6:25 And Joshua saved Rahab the harlot alive, and her father's household, and all that she had; and she dwelleth in Israel even unto this day; because she hid the messengers, which Joshua sent to spy out Jericho.
Grace spared Rahab and her family. The family members are not just dismissed as being just family but individual members are singled out - mother, father, etc. The city may have been cursed (how we must remember that) but that did not mean that God could not be gracious. These people were left without (or outside) the camp of Israel. It was suggested that there was a strong element of purification here. Perhaps that it also the reason why the city was destroyed by fire. And yet we must we remember that there was something to be removed from the city and to find its way into the Lord's treasury. Silver and gold and vessels of brass (copper) and iron belonged to the Lord. Chapter 6 leaves us with the warning given to the children of Israel not to touch the accursed (the devoted) thing. The narrative lets us know that the silver and gold and copper and iron was put into the Lord's treasury for in the main that is what took place. It is the triumph that comes with obedience that is described in chapter 6.
6:26 And Joshua adjured them at that time, saying, Cursed be the man before the LORD, that riseth up and buildeth this city Jericho: he shall lay the foundation thereof in his firstborn, and in his youngest son shall he set up the gates of it.

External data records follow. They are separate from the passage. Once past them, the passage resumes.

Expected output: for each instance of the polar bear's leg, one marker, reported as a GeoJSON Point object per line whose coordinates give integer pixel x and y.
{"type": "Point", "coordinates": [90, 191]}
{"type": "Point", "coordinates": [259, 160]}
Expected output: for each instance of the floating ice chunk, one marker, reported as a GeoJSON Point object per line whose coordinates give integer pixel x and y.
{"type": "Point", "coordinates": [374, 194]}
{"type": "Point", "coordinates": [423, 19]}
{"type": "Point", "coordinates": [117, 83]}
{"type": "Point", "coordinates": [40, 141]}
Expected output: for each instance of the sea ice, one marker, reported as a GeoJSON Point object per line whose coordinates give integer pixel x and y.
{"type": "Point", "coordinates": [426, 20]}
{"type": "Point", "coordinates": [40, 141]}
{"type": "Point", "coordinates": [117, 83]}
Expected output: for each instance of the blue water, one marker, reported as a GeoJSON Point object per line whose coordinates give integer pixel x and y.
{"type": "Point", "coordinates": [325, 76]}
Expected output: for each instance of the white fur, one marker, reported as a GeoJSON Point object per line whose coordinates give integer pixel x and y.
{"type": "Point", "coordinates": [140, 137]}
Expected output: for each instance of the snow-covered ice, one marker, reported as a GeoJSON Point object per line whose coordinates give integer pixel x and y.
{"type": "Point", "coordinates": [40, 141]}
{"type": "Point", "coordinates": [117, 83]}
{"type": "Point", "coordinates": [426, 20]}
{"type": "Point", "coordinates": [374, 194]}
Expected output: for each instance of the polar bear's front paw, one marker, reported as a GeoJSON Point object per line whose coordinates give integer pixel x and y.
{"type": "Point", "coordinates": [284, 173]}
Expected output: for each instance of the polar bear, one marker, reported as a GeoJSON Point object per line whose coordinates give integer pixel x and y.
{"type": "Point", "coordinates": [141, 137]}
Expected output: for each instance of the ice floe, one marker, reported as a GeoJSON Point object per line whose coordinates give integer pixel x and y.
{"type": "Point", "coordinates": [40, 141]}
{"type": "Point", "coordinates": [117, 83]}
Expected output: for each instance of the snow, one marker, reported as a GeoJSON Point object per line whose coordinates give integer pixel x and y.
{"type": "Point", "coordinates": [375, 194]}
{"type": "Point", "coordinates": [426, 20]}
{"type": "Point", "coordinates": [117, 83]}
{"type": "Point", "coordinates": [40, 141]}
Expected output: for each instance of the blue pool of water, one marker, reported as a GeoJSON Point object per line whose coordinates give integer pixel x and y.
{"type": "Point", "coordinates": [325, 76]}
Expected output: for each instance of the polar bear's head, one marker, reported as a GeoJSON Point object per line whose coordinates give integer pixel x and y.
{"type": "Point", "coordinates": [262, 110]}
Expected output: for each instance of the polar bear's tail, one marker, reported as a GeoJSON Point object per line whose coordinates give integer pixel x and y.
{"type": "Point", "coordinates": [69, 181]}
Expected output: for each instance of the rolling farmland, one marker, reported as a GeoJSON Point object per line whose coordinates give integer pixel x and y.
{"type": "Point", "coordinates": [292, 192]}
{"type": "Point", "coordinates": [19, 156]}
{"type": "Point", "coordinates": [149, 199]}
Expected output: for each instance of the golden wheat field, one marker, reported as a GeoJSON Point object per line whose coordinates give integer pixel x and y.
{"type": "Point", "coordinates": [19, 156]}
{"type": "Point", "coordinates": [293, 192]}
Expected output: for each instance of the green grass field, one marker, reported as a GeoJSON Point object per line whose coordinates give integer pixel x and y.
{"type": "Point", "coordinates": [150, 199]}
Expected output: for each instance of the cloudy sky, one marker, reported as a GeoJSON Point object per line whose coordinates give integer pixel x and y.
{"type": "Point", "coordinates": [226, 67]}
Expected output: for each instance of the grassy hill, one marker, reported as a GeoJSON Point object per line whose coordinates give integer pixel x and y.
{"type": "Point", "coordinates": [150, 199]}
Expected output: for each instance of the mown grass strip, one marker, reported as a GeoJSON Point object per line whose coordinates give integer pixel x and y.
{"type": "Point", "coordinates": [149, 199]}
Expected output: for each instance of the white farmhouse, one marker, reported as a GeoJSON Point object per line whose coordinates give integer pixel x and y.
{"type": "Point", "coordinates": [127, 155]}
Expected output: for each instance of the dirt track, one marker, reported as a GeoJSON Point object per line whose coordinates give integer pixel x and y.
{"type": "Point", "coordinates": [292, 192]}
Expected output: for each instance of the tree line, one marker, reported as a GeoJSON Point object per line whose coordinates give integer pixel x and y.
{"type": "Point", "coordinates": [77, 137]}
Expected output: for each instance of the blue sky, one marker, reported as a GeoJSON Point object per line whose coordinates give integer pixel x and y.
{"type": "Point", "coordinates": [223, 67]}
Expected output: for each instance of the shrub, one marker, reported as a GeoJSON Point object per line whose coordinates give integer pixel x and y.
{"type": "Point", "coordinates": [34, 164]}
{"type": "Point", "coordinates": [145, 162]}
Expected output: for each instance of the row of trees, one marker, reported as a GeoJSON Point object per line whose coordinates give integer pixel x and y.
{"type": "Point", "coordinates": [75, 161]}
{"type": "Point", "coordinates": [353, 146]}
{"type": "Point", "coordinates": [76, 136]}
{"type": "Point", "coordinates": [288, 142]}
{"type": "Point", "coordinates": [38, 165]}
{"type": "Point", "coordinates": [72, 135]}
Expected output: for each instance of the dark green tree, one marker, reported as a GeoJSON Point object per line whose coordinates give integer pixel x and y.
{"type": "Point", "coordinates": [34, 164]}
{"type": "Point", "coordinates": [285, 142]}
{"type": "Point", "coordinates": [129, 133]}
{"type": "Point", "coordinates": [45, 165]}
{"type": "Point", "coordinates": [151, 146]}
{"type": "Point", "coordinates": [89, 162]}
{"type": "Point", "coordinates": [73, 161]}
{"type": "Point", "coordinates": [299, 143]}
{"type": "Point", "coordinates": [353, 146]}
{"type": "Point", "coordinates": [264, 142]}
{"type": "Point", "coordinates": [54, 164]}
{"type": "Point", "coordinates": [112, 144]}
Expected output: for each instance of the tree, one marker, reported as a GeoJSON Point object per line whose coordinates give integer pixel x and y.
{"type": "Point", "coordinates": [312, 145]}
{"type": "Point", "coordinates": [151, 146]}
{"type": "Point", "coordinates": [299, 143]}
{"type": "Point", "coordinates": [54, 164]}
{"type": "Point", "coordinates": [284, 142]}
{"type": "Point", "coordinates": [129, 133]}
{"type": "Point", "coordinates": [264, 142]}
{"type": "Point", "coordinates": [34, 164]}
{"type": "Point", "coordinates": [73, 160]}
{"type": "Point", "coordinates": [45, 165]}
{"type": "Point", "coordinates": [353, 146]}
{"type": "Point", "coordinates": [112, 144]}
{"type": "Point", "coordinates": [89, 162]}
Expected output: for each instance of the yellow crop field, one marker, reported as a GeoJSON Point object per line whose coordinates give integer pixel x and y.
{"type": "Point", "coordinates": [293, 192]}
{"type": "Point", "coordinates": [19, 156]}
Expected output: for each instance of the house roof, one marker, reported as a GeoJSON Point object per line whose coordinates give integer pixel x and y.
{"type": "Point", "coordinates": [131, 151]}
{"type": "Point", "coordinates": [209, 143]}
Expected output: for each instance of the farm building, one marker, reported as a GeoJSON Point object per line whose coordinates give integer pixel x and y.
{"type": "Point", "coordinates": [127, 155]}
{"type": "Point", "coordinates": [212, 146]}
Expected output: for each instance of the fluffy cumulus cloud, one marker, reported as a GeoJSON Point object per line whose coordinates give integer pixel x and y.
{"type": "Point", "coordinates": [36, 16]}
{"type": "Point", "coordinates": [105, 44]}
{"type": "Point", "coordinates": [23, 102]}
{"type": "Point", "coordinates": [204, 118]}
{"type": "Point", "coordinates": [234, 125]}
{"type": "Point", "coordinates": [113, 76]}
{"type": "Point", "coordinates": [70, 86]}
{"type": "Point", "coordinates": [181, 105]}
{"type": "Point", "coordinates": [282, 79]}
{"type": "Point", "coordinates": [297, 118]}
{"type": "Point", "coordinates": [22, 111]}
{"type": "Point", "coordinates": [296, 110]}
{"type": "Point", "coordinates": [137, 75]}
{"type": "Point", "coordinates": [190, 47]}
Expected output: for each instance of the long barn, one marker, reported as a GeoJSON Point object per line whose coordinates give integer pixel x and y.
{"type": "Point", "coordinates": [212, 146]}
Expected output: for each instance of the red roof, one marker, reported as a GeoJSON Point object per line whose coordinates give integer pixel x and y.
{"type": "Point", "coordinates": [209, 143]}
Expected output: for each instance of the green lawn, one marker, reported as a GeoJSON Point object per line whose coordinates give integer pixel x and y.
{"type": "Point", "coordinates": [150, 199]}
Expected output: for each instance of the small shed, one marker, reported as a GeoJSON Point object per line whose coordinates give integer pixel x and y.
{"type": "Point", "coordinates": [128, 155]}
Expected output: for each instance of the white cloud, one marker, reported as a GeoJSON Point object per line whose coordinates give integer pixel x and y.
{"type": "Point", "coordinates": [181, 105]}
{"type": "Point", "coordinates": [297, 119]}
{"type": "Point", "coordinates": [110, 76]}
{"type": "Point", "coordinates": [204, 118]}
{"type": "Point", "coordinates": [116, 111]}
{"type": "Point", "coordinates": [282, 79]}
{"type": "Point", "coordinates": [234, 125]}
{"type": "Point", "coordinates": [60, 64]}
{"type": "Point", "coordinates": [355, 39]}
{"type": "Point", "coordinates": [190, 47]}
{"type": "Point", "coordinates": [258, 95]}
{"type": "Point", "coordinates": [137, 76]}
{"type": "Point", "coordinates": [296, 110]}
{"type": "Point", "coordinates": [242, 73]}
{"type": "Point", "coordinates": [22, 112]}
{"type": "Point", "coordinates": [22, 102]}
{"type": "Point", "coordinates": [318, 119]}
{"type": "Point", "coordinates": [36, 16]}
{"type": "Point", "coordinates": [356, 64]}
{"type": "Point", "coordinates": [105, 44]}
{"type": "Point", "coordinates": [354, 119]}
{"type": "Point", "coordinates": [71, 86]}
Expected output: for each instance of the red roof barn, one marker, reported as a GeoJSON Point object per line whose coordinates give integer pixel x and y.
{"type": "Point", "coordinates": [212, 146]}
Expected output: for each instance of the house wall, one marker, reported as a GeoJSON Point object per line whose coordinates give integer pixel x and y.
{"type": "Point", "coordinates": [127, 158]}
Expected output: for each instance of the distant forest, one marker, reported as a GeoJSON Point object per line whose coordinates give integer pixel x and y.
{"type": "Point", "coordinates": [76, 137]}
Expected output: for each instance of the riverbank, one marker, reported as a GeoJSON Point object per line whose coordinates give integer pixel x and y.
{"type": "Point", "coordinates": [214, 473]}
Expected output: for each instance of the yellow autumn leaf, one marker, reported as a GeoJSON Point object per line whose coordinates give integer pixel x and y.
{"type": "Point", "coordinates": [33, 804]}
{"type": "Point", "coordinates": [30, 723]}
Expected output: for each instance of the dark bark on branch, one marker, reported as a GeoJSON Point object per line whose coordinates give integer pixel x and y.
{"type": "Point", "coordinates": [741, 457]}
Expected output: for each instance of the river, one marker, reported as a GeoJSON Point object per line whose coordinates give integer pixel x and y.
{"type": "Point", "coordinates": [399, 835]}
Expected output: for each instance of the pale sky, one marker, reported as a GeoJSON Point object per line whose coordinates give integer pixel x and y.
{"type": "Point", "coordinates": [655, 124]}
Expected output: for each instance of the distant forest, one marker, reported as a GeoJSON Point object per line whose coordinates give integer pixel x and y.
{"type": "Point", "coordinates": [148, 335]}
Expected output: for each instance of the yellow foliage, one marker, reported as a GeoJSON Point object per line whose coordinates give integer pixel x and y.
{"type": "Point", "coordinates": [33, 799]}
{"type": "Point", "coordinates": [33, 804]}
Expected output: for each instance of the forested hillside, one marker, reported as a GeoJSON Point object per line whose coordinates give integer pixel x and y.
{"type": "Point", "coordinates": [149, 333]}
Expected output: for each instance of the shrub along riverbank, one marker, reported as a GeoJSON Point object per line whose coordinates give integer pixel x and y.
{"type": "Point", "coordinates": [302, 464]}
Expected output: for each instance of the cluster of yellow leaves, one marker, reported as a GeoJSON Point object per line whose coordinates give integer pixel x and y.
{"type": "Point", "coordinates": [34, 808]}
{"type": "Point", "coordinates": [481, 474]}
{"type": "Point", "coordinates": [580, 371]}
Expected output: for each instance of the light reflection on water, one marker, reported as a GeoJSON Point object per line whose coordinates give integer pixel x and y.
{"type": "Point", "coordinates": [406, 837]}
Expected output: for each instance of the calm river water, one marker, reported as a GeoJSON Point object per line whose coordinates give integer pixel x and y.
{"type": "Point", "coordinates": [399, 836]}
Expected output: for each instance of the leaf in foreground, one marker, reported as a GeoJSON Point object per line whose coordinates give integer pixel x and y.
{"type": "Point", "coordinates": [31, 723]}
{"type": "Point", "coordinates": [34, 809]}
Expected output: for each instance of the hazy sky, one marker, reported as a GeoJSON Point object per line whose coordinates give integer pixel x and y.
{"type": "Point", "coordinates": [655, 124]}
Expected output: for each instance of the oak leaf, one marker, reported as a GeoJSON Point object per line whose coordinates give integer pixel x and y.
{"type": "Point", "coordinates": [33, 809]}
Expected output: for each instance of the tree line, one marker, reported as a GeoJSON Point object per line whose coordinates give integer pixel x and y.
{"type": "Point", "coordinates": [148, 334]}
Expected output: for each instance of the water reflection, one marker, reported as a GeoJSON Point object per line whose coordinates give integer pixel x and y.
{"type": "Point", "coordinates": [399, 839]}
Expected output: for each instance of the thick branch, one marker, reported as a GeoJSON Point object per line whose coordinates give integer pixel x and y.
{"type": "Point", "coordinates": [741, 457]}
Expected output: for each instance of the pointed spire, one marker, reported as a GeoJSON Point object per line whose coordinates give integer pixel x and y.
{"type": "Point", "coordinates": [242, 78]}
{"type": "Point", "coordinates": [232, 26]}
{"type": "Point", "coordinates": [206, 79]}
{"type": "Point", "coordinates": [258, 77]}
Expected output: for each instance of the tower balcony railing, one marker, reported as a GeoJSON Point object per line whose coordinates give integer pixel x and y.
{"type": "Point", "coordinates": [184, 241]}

There was a further warning made in chapter 6. God wanted the city to remain flattened. The word adjure literally means to seven oneself in the sense of making a declaration seven times over. This was important. The children of Israel were to listen to this carefully and even if they were inclined to obey the oath they were also to make sure that this information got through to succeeding generations. They were to leave Jericho flat. Though it may have been strategically or commercially important had no bearing on the issue. Leave it flat. There was not only a curse on the things that were in the city but the city itself was the subject of a curse, even a bitter curse. It was some hundreds of years later that Hiel the Bethelite built Jericho and at what cost. I Kings 16.34, 'In his (Ahab's) days did Hiel the Bethelite build Jericho. He laid the foundation thereof in Abiram his firstborn (this means that his firstborn son died when the foundation was laid), and set up the gates thereof in his youngest son Segub (this means that the finishing touches to the city like the hanging of the gates were accompanied by the death of his youngest, and, by implication, his last son), according to the word of the Lord, which he spake by Joshua the son of Nun.'
The people were at the peak of their powers. They were in touch with God. They had power with God. Joshua was at the peak of his powers too. There was triumph in the camp and why? It was the preparation that was correct. When we come to the next chapter we see that children of Israel suffer loss. They did not cease to be the children of Israel. Their standing was unchanged but their state was. Our standing will never change no matter our condition. But what God wants from these lives of ours is that we will be victorious Christians. Once a Christian always a Christian else the work of Christ is of none effect. It is eternal life with which we have been blessed. We are children of God and we cannot be unborn. That is our standing. We are seen in Christ. But our state can be affected and hence the warnings of chapter 6. There was victory and yet in that victory (and after the walls tumbled) there were the seeds of defeat.
It is preparation, simple faith and obedience to God's simple instructions that give us the victory. Strongholds can tumble. However, if in that victory God gives warnings for the next stage of taking up our inheritance, we do well to heed and obey the warnings.